Do some research about how crossing midline effects literacy skills. I have to go to bed now or I would. I have been doing a lot of work this year using parts of Brain Gym (cross crawls and lazy 8's) and we have a consultant working with us who insists these skill are critical, but I haven't actually read the articles, I just followed her directions. If you can find compelling information about crossing midline and reading they might continue services.
You might also look at his eye tracking, that is linked to reading success too. google things like visual tracking/visual pursuit
DS has dyslexia in addition to his other gifts- Aspergers, ADHD and GAD. When he was at the special reading school, Brain Gym was something other parents riffed on along with Irlen Lenses and the various listening programs with the clever names (Earobics, FastForWord, The Listening Program, etc). A lot of parents were pretty bitter about these as being woo rather than effective multisensory instruction. To a person, they wish they'd sucked up the $25K a year tuition and started with Orton-Gillingham or Lindamood Bell insted of wasting time and money on these other programs. IME, one of these two programs are the way to go- Orton took DS from a non-reader at 8 to reading on grade level in under 2 years. The foundation he got had him reading college level non-fiction in middle school.
We have Earobic at my school, but I have never used it. We have also had training in some Lindamood Bell and have the LiPS and the V/V programs. I have had success with many kids using the LiPS language of "what do you feel" vs "what do you hear" We haven't really used V/V at all. It's an embarssment that we spent like $3k and it sits on the shelf.
My district has jumped on every bandwagon that rides through town. I have also had good results with Sounds Sensible and SPIRE. Different kids, different programs.
DS has dyslexia in addition to his other gifts- Aspergers, ADHD and GAD. When he was at the special reading school, Brain Gym was something other parents riffed on along with Irlen Lenses and the various listening programs with the clever names (Earobics, FastForWord, The Listening Program, etc). A lot of parents were pretty bitter about these as being woo rather than effective multisensory instruction. To a person, they wish they'd sucked up the $25K a year tuition and started with Orton-Gillingham or Lindamood Bell insted of wasting time and money on these other programs. IME, one of these two programs are the way to go- Orton took DS from a non-reader at 8 to reading on grade level in under 2 years. The foundation he got had him reading college level non-fiction in middle school.

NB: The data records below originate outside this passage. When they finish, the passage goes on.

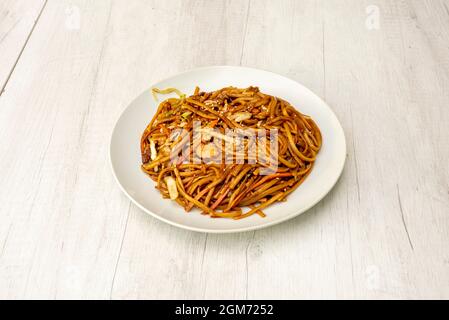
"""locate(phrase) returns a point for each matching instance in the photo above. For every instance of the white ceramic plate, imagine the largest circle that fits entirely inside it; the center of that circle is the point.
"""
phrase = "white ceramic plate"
(126, 160)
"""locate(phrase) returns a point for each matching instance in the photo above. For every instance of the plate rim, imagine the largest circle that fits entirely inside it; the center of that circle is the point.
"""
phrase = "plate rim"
(241, 229)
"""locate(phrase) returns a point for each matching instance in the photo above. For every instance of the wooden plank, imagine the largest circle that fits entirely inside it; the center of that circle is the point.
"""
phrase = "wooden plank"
(17, 21)
(159, 261)
(66, 230)
(62, 216)
(389, 87)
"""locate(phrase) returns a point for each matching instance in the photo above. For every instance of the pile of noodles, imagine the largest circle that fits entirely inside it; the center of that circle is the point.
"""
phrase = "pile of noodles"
(220, 188)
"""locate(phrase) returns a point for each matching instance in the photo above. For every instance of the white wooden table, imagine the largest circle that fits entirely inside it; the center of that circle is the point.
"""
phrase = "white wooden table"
(69, 67)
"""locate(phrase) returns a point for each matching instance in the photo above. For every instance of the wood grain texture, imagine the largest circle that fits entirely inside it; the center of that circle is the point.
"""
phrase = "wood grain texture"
(17, 21)
(66, 230)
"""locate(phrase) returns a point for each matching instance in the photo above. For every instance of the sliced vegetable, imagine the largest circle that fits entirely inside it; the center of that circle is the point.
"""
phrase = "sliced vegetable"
(171, 186)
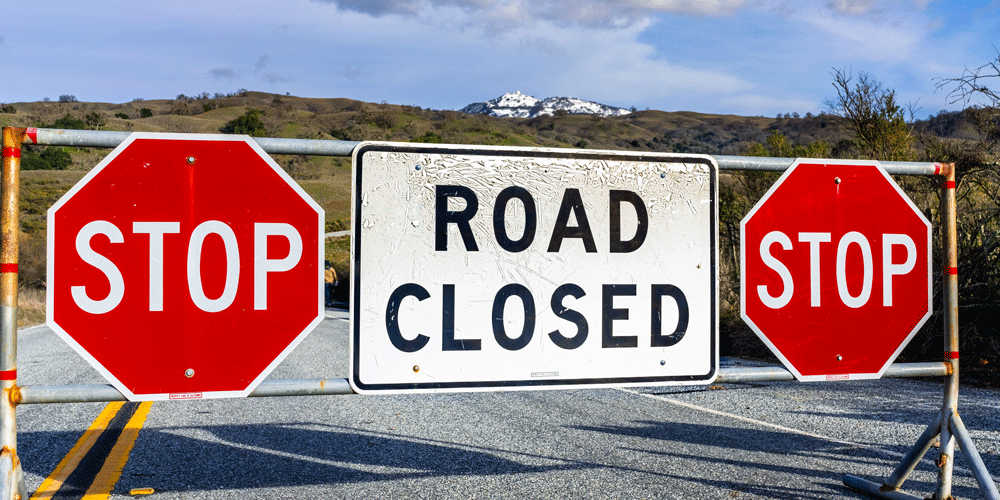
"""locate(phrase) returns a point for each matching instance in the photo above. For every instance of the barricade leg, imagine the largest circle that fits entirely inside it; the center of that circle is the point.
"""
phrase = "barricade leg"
(972, 457)
(10, 465)
(947, 424)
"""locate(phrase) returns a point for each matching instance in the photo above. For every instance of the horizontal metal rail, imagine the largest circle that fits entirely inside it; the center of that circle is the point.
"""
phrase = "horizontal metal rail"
(94, 393)
(105, 139)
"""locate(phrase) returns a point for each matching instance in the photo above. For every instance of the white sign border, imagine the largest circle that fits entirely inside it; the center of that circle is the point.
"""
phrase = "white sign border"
(528, 384)
(50, 248)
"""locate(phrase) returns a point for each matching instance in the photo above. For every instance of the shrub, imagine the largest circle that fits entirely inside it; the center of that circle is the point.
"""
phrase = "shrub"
(248, 123)
(95, 119)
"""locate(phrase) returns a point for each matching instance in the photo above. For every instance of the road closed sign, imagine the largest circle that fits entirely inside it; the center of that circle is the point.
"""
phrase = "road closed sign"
(479, 268)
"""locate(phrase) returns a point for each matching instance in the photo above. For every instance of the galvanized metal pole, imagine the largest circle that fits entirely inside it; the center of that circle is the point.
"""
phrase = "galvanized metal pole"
(13, 481)
(949, 230)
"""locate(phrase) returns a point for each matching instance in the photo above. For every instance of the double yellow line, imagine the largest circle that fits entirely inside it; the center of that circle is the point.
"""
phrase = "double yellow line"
(98, 457)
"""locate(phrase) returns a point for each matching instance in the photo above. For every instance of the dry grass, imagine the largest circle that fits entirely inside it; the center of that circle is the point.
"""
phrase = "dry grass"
(30, 307)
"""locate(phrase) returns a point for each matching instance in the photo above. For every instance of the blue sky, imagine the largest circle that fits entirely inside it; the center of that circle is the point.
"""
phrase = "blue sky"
(745, 57)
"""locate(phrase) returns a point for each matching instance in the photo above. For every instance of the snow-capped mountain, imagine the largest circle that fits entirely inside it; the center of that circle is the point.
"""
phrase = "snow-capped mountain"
(521, 105)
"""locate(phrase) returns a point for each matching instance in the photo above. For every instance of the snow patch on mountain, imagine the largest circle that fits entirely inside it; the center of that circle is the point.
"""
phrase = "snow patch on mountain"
(520, 105)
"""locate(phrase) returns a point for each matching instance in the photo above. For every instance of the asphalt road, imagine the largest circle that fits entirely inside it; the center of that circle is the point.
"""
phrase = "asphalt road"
(779, 440)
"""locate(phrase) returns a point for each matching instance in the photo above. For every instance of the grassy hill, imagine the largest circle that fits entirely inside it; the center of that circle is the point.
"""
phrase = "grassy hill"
(328, 180)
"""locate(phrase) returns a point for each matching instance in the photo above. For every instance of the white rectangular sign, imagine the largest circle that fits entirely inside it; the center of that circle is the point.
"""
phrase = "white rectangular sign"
(478, 268)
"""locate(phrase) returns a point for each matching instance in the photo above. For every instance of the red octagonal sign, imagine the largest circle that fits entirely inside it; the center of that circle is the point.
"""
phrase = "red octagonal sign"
(835, 265)
(185, 266)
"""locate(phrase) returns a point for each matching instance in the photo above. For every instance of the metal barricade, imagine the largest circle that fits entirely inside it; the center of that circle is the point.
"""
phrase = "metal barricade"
(947, 424)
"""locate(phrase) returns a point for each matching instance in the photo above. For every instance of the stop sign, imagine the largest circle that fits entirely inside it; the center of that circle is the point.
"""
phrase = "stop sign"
(835, 263)
(185, 266)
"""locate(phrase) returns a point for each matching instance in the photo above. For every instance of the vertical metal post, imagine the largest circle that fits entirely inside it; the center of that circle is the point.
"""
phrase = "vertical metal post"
(946, 460)
(12, 478)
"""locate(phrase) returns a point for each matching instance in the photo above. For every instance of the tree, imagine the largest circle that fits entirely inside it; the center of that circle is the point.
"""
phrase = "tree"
(95, 119)
(977, 191)
(51, 158)
(248, 123)
(873, 115)
(68, 122)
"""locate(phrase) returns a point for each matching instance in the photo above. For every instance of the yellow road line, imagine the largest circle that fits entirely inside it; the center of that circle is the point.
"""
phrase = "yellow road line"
(72, 459)
(105, 479)
(108, 476)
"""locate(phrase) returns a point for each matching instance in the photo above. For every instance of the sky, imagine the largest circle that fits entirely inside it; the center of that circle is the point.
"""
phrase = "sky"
(743, 57)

We have Earobic at my school, but I have never used it. We have also had training in some Lindamood Bell and have the LiPS and the V/V programs. I have had success with many kids using the LiPS language of "what do you feel" vs "what do you hear" We haven't really used V/V at all. It's an embarssment that we spent like $3k and it sits on the shelf.
My district has jumped on every bandwagon that rides through town. I have also had good results with Sounds Sensible and SPIRE. Different kids, different programs.
The thing with Lindamood Bell, which is sort of derived out of Orton, is that it requires fairly extensive training for the instructor- this isn't something you're going to master at an in-service. Some of DS's teachers in the reading school had their Masters in Orton. V/V is especially useful for those kids on spectrum who are hyperlexic and struggle with basic comprehension. It's about the only program out there for this kind of reading disability. IME, the kids who get LB in public schools don't tend to do as well. Few schools can devote the time to reading a private school will- DS used to have multisensory reading/writing 3 hours a day- year round.
One program you didn't mention is Read 180. It's a Scholastic program that was intended for kids who might come from backgrounds where reading isn't a thing because of language differences, poverty, culture. I was sort of gobsmacked our district piloted it when DS was in 9th- they insisted on bringing him in on the program even though he was reading well. I really didn't want him to take that class, but he enjoyed the break so I let it stand. Read 180 is computer based; it did nothing for his reading per se- but it brought the writing piece, including mechanics and conventions, around.
Post by stephm0188 on Apr 29, 2014 13:38:49 GMT -5
Bumping this to update.
His meeting was today. The decision to dismiss him from PT was based on her opinion that he is on par with his peers. No evaluation or any sort of data to support the decision to drop him.
The wording for APE was also shady, so I objected to that as well. Waiting to hear from the school psychologist and someone from the state BOE before proceeding.
His meeting was today. The decision to dismiss him from PT was based on her opinion that he is on par with his peers. No evaluation or any sort of data to support the decision to drop him.
The wording for APE was also shady, so I objected to that as well. Waiting to hear from the school psychologist and someone from the state BOE before proceeding.
I'm glad you are standing your ground here. It does not sound like they have even close to enough data to back up dropping the PT.